Dragonfire is a British laser directed-energy weapon technology demonstrator. It was first unveiled to the public in 2017 at the DSEI conference in London and is being developed by UK Dragonfire, a consortium consisting of MBDA UK, Leonardo UK, Qinetiq and Dstl. As a technology demonstrator, it will be used to assess laser directed-energy weapons and their potential applications within the British Armed Forces.

Development
The weapon was first shown publicly at the 2017 DSEI conference in London. A contract worth £30 million was subsequently awarded by Dstl to an industry consortium, named UK Dragonfire, led by MBDA UK with QinetiQ, Leonardo, GKN, Arke, BAE Systems and Marshall Land Systems participating, to develop a technology demonstrator. Trials were to begin in 2018, followed by a major demonstration in 2019, however the COVID-19 pandemic and technical problems caused delays. It was ultimately deployed on trials in 2022 on the ranges in the Outer Hebrides, Scotland. According to MBDA, these initial low power trials proved Dragonfire's ability to track air and sea targets with exceptionally high accuracy. This was followed by high power trials in November 2022, where the weapon engaged targets using its high power laser in operationally-representative scenarios.

Characteristics
Dragonfire uses UK-pioneered beam combining technology to deliver a laser beam with increased power density, reduced defeat times and increased effective range. This is achieved, in part, through the use of tens of glass fibres, however the full technical approach remains classified. The laser and its associated targeting systems, including an electro-optical camera and second lower-power laser for imaging and tracking, are mounted to a turret.
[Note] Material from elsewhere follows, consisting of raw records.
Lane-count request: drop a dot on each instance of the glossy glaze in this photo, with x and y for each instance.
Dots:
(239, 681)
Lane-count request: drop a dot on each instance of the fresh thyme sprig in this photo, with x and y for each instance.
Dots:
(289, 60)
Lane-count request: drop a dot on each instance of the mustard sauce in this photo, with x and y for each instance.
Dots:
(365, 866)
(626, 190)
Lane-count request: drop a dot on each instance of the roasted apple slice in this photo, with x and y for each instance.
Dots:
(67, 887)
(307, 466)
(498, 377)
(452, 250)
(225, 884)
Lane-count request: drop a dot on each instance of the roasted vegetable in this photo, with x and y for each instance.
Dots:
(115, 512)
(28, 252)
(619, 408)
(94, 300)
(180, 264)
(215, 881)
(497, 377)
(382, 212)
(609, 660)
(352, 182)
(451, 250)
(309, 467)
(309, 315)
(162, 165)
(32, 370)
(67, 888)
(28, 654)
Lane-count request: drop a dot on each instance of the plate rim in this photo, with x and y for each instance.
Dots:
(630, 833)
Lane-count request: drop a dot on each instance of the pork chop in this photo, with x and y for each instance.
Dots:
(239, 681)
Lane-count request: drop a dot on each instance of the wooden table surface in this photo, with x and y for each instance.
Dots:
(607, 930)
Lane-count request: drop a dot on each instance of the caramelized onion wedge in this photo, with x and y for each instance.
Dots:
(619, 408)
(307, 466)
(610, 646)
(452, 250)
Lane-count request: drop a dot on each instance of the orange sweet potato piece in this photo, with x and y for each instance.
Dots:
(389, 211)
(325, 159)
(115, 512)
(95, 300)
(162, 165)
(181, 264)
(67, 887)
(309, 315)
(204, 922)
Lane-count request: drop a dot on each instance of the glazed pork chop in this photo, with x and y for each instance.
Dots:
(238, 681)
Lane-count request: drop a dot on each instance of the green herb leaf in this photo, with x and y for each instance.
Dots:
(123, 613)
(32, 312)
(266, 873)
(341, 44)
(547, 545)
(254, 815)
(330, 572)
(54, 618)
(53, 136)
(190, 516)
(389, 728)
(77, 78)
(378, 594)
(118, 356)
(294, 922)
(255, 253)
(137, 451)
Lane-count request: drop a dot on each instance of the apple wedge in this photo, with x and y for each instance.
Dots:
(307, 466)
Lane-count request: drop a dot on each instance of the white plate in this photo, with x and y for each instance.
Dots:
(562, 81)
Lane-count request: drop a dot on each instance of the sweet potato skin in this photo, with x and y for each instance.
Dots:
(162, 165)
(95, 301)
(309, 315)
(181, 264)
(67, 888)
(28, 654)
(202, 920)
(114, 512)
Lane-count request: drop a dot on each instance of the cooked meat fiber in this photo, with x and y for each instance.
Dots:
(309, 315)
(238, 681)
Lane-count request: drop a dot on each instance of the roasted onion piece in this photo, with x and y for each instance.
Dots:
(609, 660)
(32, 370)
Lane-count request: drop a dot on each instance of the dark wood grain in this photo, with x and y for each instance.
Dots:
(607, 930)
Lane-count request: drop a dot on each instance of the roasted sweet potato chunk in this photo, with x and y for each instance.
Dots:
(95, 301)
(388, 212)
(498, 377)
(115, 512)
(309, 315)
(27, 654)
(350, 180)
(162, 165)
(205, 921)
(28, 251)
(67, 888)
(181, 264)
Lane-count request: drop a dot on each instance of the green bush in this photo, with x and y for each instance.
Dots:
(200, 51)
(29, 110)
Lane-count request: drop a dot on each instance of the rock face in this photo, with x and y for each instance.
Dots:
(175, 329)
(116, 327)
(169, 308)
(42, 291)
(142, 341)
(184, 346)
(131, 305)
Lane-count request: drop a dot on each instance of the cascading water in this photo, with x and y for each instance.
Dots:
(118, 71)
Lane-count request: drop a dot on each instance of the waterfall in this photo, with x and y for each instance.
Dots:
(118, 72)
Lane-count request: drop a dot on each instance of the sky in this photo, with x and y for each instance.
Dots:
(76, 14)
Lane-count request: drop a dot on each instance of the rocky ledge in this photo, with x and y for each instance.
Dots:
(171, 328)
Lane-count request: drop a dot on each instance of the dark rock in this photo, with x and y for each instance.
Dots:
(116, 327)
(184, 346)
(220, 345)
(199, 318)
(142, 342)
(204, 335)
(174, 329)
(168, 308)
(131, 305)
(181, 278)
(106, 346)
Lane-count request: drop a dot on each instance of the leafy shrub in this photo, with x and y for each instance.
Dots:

The laser is reportedly in the 50 kW class and is designed to defend land and maritime targets from threats such as missiles and mortars. Its energy demands may be met by a Flywheel Energy Storage System (FESS), a joint UK-US innovation currently in development.

The UK envisages high energy laser weapons, like Dragonfire, onboard future Royal Navy warships, British Army armoured vehicles and fighter aircraft of the Royal Air Force, including Tempest; it aims to demonstrate these concepts on board a Type 23 frigate and a Wolfhound armoured vehicle.